Tuesday, April 26, 2005

Time Out!

In a story today on 25WEHT , Indiana day care regulations for licensed childcares say no to time out. It's the lesser of two alternatives to curbing poor behaviors. The better alternative is redirection.

Most children don’t need time out. Most children, by age three, know that no means no. Children who don’t know about no are children whose parents need discipline, and they should go along for the ride.

Discipline can be anything – deprivation of sweets or treats, time out, corporal punishment, and verbal reprimands. It’s true that punishment is the least desirable alternative to correcting poor behavior, because it makes everyone unhappy.

And no matter how often parents want to admit it, redirecting behavior might be the desired plan, but as often as not it’s the adult’s behavior that is redirected more than the child’s.

In childcare, where children try on one another’s behaviors, there is always more undesirable behavior than at home where one or two children play more or less peacefully. So separating children is a way of handling combinations of behaviors.

In other words when Harry punches William, and William hits Harry with a chair, and Harry throws a truck at William, putting one child in a chair at the art table is a way of “redirecting.” But what if Harry doesn’t want to sit at the art table? What if Harry just wants to beat up William and make him cry all day?

Time out is not the enemy. Time out is a tool like any other childcare tool. Making it against the law is as ill thought out as taking wine off the market because some people drink too much. Children are not ornaments. They are people. Just like reprimands in an adult’s life, so time out is a necessary component in a child’s life.

Here are some thoughts that might bring time out into focus:

Millie is cracked on the head with a fire truck. But it’s not Bobby’s fault, because he’s working out a problem. There’s no punishment involved because Bobby is a good boy.

Mrs. Excello discovers why Bobby hit Millie; he wanted to. She teaches him words to use instead of fire trucks. Bobby goes off again, but this time, he adds words, “Give me your toy, or I’ll hit you with the fire truck.”

Hell-O Child Care is a great place for kids because nobody has to say, “I’m sorry.”

Last week in a local paper, a state welfare department consultant denounced time-out as a discipline because “children are good and don’t do [bad] things without reason.” He said there should never be punishment. That’s very wishful thinking because there are very poorly behaved children -- just look around -- anywhere you go.

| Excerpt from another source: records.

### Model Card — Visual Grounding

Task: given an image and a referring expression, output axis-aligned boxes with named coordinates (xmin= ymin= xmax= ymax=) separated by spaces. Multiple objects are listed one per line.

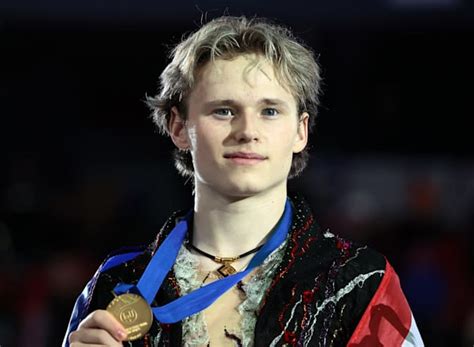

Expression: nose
xmin=232 ymin=112 xmax=260 ymax=143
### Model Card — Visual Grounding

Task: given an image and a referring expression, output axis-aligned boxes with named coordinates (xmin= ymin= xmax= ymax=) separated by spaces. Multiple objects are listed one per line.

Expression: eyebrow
xmin=205 ymin=98 xmax=289 ymax=108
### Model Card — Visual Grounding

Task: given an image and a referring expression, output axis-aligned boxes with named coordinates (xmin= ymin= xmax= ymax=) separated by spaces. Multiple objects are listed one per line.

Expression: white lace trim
xmin=173 ymin=240 xmax=287 ymax=347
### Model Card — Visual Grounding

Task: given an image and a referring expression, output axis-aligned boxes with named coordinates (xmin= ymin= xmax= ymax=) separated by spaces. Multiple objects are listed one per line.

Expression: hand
xmin=69 ymin=310 xmax=127 ymax=347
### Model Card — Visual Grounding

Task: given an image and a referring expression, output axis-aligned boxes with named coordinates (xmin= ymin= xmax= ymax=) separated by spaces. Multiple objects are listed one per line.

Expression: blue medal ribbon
xmin=114 ymin=200 xmax=292 ymax=323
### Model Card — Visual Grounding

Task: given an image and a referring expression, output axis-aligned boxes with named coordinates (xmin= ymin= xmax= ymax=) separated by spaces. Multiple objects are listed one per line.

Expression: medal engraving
xmin=106 ymin=293 xmax=153 ymax=341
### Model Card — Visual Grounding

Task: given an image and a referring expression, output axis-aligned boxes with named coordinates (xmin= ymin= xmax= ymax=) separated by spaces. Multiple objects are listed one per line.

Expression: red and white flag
xmin=347 ymin=261 xmax=424 ymax=347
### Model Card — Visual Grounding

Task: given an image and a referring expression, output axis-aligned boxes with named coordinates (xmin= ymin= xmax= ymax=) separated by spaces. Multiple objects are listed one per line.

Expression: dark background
xmin=0 ymin=0 xmax=474 ymax=347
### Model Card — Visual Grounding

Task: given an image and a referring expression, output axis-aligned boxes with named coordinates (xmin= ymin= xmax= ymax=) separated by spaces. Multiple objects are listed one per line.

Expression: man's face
xmin=171 ymin=55 xmax=308 ymax=197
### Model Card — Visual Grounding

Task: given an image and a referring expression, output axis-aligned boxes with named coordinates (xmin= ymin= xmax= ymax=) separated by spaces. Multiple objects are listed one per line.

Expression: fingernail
xmin=117 ymin=329 xmax=127 ymax=340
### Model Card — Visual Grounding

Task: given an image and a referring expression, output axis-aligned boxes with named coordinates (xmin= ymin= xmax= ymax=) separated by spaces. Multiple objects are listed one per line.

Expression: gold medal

Then ask: do caring parents who pay as much as a house payment for child care really want to know that their well behaved children are in danger because of an ideology that refuses to punish children who repeatedly hurt them? Do we want to think the state backs up the perpetrators with soft words while it denies the child-victim even a corner to get away from pummeling?

Relax. Punishment does exist. In fact, the bigger person can do more than punish; frustrated by “problem solving” which has gone awry he can send the child to the psychologist to be “treated” with “drugs” for the rest of his life. Aren’t we clever; we didn’t even use time out.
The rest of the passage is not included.